Summary of Q4/2024 results and outlook of Phuoc Hoa Rubber JSC (PHR VN)

  • PHR operates in two main business segments: rubber plantation, which generates most of its revenue, and industrial park (IP) development, the primary earnings driver. The company develops IPs through three approaches: self-developing projects, cooperating with other developers to develop IP, and selling rubber land.
  • In 2024, net profit declined 5% y/y to VND469 bn, mainly due to weaker earnings from the IP segment, while the rubber segment saw profit growth. IP development remained the largest contributor, accounting for 40.9% of net profit, followed by rubber sales (38.0%), interest income (18.9%), and other segments (2.1%). Earnings from the IP segment were primarily driven by projects developed in cooperation with other developers, including Nam Tan Uyen 2 Extension and VSIP III, while no income was recorded from rubber land sales, a key earnings driver in 2023. Meanwhile, the rubber segment experienced an improvement, supported by elevated global rubber prices and increased domestic production volumes, particularly during the peak harvest season.
  • Looking ahead, the high occupancy rates of IPs in Binh Duong province (94%) and the Southern region (89%) highlight the urgent need for new projects to absorb rising FDI inflows. With its sizable rubber land bank in Binh Duong, PHR is well-positioned to capitalize on this demand, offering a cost-effective and efficient process for IP development. These factors are expected to further accelerate approvals for PHR’s upcoming IPs/ICs, as well as rubber land sale transactions.
  • In 2025, net profit is projected to be primarily driven by the IP segment. Growth will be supported by accelerated leasing activities at Nam Tan Uyen 2 Extension and VSIP III, with a combined projected leasing area of 50 ha. Currently, Binh Duong has approximately 900 ha of remaining leasable area, with 580 ha from Nam Tan Uyen 2 Extension and VSIP III, serving as a key supportive factor for leasing demand. Meanwhile, other business segments are expected to remain at 2024’s levels.

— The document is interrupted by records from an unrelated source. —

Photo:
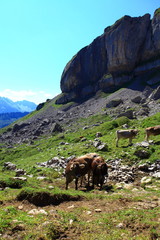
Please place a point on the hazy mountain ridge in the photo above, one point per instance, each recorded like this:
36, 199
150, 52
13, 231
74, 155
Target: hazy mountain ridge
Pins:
8, 106
8, 118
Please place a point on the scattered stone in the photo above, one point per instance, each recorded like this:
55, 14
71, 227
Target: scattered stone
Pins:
72, 206
143, 167
70, 221
146, 180
88, 212
20, 207
114, 103
98, 134
98, 210
156, 175
41, 178
20, 172
142, 153
20, 178
136, 99
36, 212
120, 225
9, 166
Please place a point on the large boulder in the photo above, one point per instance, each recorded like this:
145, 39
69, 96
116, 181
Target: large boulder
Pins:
126, 49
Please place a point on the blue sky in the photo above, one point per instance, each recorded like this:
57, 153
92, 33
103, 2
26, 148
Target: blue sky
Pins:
39, 37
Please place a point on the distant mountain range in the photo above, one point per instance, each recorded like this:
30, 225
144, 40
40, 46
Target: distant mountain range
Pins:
11, 111
8, 106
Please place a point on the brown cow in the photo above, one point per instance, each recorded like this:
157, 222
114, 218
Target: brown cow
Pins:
152, 131
78, 167
130, 133
99, 170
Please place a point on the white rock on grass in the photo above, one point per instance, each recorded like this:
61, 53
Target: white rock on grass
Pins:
146, 180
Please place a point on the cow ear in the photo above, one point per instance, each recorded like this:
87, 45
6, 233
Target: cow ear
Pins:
72, 166
99, 166
109, 166
82, 166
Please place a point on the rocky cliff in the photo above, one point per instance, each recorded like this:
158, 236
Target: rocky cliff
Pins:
127, 49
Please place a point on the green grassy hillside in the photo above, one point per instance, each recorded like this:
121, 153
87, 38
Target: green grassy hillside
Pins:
115, 207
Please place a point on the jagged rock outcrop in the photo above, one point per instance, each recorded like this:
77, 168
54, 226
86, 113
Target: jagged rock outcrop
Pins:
126, 49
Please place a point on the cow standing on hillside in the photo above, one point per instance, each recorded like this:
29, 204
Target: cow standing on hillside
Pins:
130, 133
152, 131
99, 171
79, 167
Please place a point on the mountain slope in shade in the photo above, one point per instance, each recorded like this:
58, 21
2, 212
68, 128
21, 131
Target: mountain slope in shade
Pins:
7, 105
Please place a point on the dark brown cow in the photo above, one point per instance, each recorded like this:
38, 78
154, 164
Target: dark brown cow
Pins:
152, 131
78, 167
99, 170
130, 133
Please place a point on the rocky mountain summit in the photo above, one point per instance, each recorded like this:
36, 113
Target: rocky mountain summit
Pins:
127, 50
118, 74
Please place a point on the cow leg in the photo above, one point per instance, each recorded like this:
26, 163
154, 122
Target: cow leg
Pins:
147, 136
67, 185
76, 184
89, 174
117, 142
130, 141
93, 180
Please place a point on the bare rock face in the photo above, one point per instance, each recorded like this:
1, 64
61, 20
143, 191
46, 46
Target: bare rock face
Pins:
123, 43
126, 49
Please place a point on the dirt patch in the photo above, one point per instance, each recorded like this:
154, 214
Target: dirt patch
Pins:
45, 198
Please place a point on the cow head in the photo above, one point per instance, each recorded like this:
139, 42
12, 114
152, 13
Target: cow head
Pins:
103, 169
77, 168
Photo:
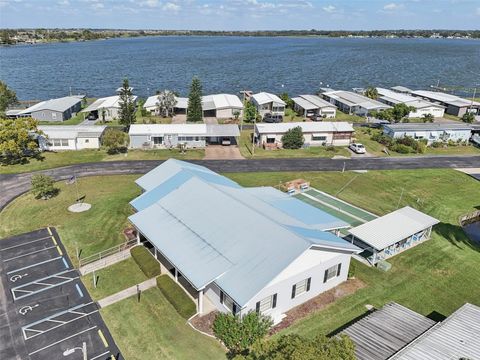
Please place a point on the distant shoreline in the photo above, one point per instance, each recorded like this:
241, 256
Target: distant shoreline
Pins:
48, 36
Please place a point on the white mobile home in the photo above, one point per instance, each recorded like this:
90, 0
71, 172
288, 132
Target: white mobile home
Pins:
220, 106
315, 133
432, 132
312, 106
422, 107
199, 223
454, 105
60, 109
70, 137
353, 103
267, 103
164, 136
107, 108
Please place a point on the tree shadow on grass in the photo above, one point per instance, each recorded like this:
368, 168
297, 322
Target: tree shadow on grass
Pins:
455, 235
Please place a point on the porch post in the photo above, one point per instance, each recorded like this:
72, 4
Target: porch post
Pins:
200, 302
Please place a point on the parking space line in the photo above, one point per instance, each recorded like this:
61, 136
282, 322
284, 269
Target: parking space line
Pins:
59, 323
100, 333
60, 341
30, 266
27, 243
33, 252
80, 292
99, 356
47, 285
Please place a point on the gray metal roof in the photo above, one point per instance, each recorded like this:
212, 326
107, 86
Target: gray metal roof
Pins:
382, 333
429, 126
203, 225
457, 337
392, 228
60, 104
231, 130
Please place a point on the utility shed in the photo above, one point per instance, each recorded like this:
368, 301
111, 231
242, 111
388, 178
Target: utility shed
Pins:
457, 337
384, 332
393, 233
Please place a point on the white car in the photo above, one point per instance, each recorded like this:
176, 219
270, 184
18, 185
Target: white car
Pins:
357, 148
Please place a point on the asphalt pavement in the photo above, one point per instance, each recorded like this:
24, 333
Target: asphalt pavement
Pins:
13, 185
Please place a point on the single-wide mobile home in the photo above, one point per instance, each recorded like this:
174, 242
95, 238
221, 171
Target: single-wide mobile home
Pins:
199, 227
164, 136
70, 137
432, 132
315, 133
312, 106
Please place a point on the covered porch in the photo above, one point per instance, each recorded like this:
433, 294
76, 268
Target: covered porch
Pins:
203, 304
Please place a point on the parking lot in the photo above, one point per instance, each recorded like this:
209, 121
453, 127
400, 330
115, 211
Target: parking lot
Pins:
45, 311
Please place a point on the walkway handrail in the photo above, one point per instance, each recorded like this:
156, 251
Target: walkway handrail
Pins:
102, 254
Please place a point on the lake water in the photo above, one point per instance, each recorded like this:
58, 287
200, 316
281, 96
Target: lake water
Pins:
230, 64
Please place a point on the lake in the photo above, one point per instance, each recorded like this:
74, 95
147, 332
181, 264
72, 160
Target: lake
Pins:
230, 64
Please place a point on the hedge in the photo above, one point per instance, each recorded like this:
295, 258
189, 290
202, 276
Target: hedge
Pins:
145, 260
176, 296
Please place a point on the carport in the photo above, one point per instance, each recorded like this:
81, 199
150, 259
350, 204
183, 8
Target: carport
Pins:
222, 134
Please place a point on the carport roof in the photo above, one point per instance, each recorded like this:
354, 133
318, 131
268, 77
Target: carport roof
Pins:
392, 228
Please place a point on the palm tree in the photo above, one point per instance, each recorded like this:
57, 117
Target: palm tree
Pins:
371, 92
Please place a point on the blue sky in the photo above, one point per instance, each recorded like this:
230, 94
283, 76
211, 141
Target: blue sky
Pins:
242, 14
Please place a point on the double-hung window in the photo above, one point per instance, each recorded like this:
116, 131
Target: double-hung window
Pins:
268, 303
332, 272
301, 287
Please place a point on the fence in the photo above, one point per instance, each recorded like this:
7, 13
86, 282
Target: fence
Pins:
103, 254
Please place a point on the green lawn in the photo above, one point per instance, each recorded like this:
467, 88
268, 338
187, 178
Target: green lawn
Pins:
362, 135
64, 158
113, 279
97, 229
439, 275
245, 147
152, 329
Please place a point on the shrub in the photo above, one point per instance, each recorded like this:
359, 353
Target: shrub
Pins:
240, 333
145, 260
176, 296
115, 141
43, 187
293, 138
401, 149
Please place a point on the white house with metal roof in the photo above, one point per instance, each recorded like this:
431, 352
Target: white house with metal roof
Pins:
267, 103
312, 106
315, 133
393, 233
234, 249
107, 108
59, 109
164, 136
220, 106
70, 137
353, 103
455, 105
422, 107
432, 132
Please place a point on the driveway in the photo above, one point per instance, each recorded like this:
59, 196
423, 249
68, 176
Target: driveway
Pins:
13, 185
219, 152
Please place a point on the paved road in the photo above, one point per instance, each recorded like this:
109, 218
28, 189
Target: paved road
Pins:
14, 185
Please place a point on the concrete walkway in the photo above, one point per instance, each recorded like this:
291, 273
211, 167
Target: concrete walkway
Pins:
106, 261
131, 291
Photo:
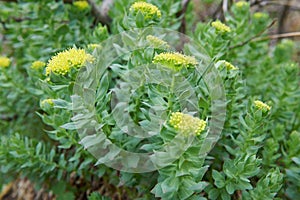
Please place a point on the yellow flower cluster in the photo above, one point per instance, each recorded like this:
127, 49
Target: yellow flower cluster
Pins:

  • From 2026-2028, net profit is projected to be driven by rubber land sales and leasing activities from new projects. For Tan Lap 1, PHR is working with local authorities to finalize the 1/2000 master plan and secure investment approval from the Prime Minister, with leasing expected to commence in 2026. Additionally, PHR will sell 600ha to BCM for the development of Lai Hung IP and 400ha to BWE to develop Tan Long Waste Treatment Complex, with transactions expected to be completed in 2026 and 2027, respectively, further strengthening earnings grow.